New Google Approach to Search Relevance

As Google became progressively more powerful, more and more people began trying to manipulate Google's "organic" search results. That aim has spawned a whole industry — search engine optimization — and in fact resulted in more manipulated links (some would say "spam") on results pages.

Now Google is considering implementing a new approach to ranking news search results that could potentially, equally be used to determine the relevance of ordinary search results and improve their quality.

This is probably old news to "geeks," but news to us "suits." (And there's already been a great deal of "grassroots" criticism of the move as favoring corporate media such as CNN vs. bloggers.)

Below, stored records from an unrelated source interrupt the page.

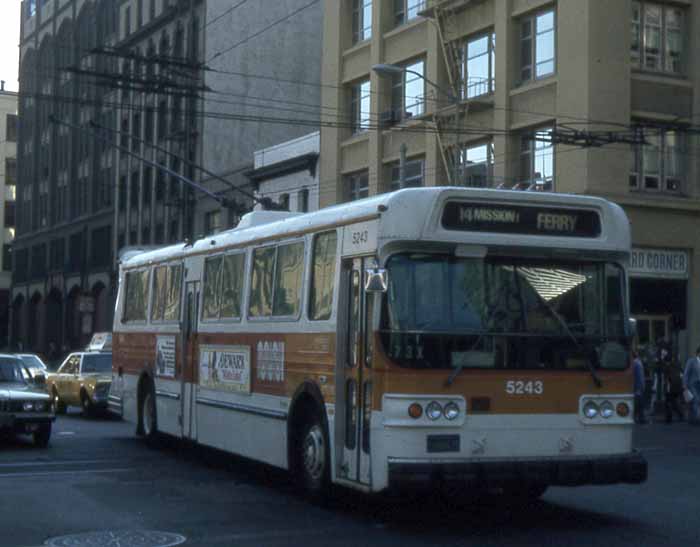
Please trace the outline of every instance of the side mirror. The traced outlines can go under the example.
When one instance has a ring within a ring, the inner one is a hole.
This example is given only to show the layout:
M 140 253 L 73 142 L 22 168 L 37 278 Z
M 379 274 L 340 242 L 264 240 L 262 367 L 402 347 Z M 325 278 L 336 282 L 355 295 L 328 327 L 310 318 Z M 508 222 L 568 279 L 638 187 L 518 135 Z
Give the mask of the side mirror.
M 34 383 L 37 386 L 45 386 L 46 385 L 46 376 L 44 376 L 43 374 L 37 374 L 36 376 L 34 376 Z
M 386 292 L 388 281 L 385 269 L 367 268 L 365 278 L 365 292 Z
M 637 320 L 633 319 L 632 317 L 629 318 L 629 323 L 628 323 L 628 334 L 630 338 L 634 338 L 637 336 Z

Currently, Google uses a proprietary technology called "PageRank," which, according to Google, "relies on the uniquely democratic nature of the web by using its vast link structure as an indicator of an individual page's value."

In other words, popularity is the primary determiner of relevance. And while Google tweaks the algorithm to keep it from being totally manipulable, SEOs have done a good job of keeping up with Google.

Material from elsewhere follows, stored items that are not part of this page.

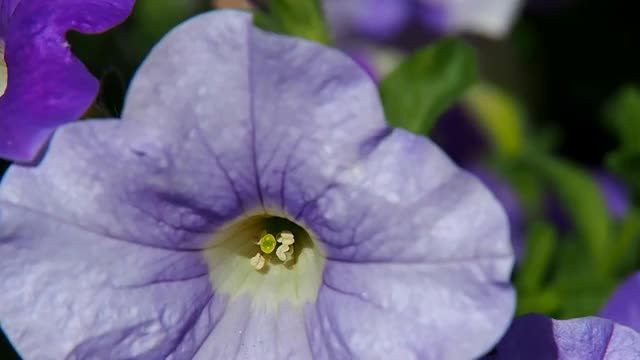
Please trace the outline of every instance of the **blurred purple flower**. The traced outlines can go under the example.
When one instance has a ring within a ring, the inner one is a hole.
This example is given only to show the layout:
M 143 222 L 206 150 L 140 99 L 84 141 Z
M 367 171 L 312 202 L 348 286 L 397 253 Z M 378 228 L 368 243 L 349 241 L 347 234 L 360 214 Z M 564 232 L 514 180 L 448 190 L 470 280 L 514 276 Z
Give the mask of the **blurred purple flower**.
M 392 130 L 342 53 L 237 11 L 172 31 L 123 120 L 14 165 L 0 214 L 0 320 L 28 359 L 473 358 L 515 305 L 481 183 Z
M 69 30 L 99 33 L 134 0 L 0 0 L 0 157 L 30 161 L 55 128 L 78 119 L 99 83 L 71 53 Z
M 629 188 L 620 180 L 606 171 L 598 171 L 594 178 L 602 191 L 609 213 L 615 219 L 624 218 L 629 212 L 631 193 Z
M 455 105 L 444 113 L 432 134 L 447 155 L 461 166 L 482 161 L 493 148 L 475 115 L 462 105 Z
M 607 319 L 517 318 L 497 347 L 496 360 L 627 360 L 640 358 L 640 334 Z
M 367 36 L 388 41 L 412 25 L 435 33 L 472 32 L 506 35 L 521 0 L 324 0 L 329 23 L 339 40 Z
M 640 331 L 640 273 L 616 289 L 600 316 Z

The news search algorithm would weight different factors (going to quality and credibility) rather than pure popularity. That weighted approach could be applied to general Web search — although I don't profess to know anything about how that would work "under the hood." And I would imagine that's what will eventually happen after Google test drives the system in news.

A conceptually similar "weighted" approach is what is being used by Openlist (formerly Local-i) in their local search algorithm.

Such a weighted approach might successfully prevent gaming Google's search results in the future, while boosting their quality. It's really a question of what gets weighted/emphasized.